Serves as an active member of the Cyber Security Incident Response Team (CSIRT) that is capable of directing first responders during event triage and performing advanced response actions for escalated events.
Reviews regulatory requirements documents, identifies compliance gaps, and designs solutions to close gaps. This may include the development or supporting the development of proposals estimating the resources needed to implement new regulatory requirements.
Review and interpret NRC requirements and support any NRC inquiries involving Cyber Security.
Secondary support of the ISSO may include updates to the System Security Plan (SSP) or other artifacts associated with Security Authorization Packages (SAP) in accordance with the NIST Risk Management Framework.
Secondary support of the security engineer utilizing and managing technical solutions supporting security operations, such as a Security Information and Event Management (SIEM) system, vulnerability management, patch management, antimalware, network access control, etc.
Regularly attends conferences, professional association meetings, and technical symposia to remain aware of the latest information security technological developments .
A minimum of a Bachelor’s degree in a related Information Technology field is required. Experience in project management, nuclear background, or NRC is preferred.
Must possess at least ten (10) years of related experience.
Prior relevant experience will include performing risk assessments, developing security plans, implementing DISA STIGs, and developing Standard Security Configuration Guides or similar technical products.
Must have a strong background in Operational Technology (OT) and be familiar with OT security guidance issued by the NSA, CISA, and NIST.
Must have experience and a working knowledge of the following: application security, security operations technical solutions and processes, Active Directory and Group Policy Objects, Microsoft Windows and Linux operating systems, and advanced cyber security toolkits.
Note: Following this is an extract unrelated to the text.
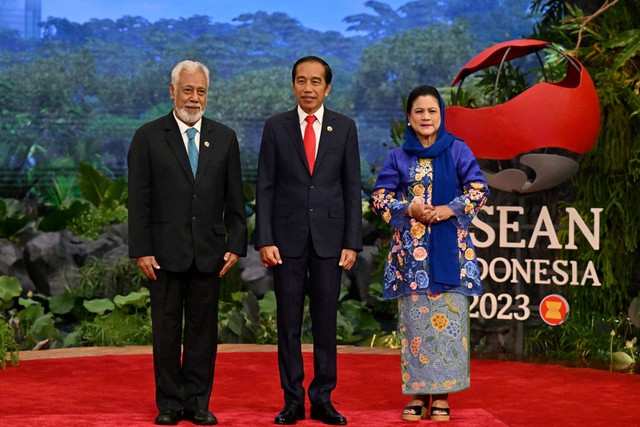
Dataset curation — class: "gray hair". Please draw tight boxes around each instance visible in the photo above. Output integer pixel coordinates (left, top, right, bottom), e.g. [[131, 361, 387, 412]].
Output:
[[171, 60, 209, 87]]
Must have an understanding of open-source and other tools to assist in detection, prevention and analysis of security threats.
Must have excellent communications skills, especially technical report writing; candidates are encouraged to submit a sample of a technical report authored by the candidate.
Must hold or be able to obtain a relevant active information security certification, such as GICSP, CISSP, CISA, GCIH, OSCP, etc.
Must be able to maintain confidentiality when working with sensitive information.
Ability to obtain and maintain a DOE security clearance is required.
Must be a U.S. citizen with no dual citizenship.
Applicants selected will be subject to a Federal background investigation and must meet eligibility requirements for access to classified information or matter. Position requires U.S. citizenship with (no dual citizenship) ability to obtain and maintain a Department of Energy (DOE) security clearance which involves an extensive criminal and financial background investigation, drug test and previous employment reference verifications.
BWXT supports diversity and is committed to the concept of Equal Employment Opportunity. We have established procedures to ensure that all personnel actions such as recruitment, compensation, career development, benefits, company-sponsored training and social recreational programs are administered without regard to race, color, religion, gender, national origin, citizenship, age, disability or veteran status.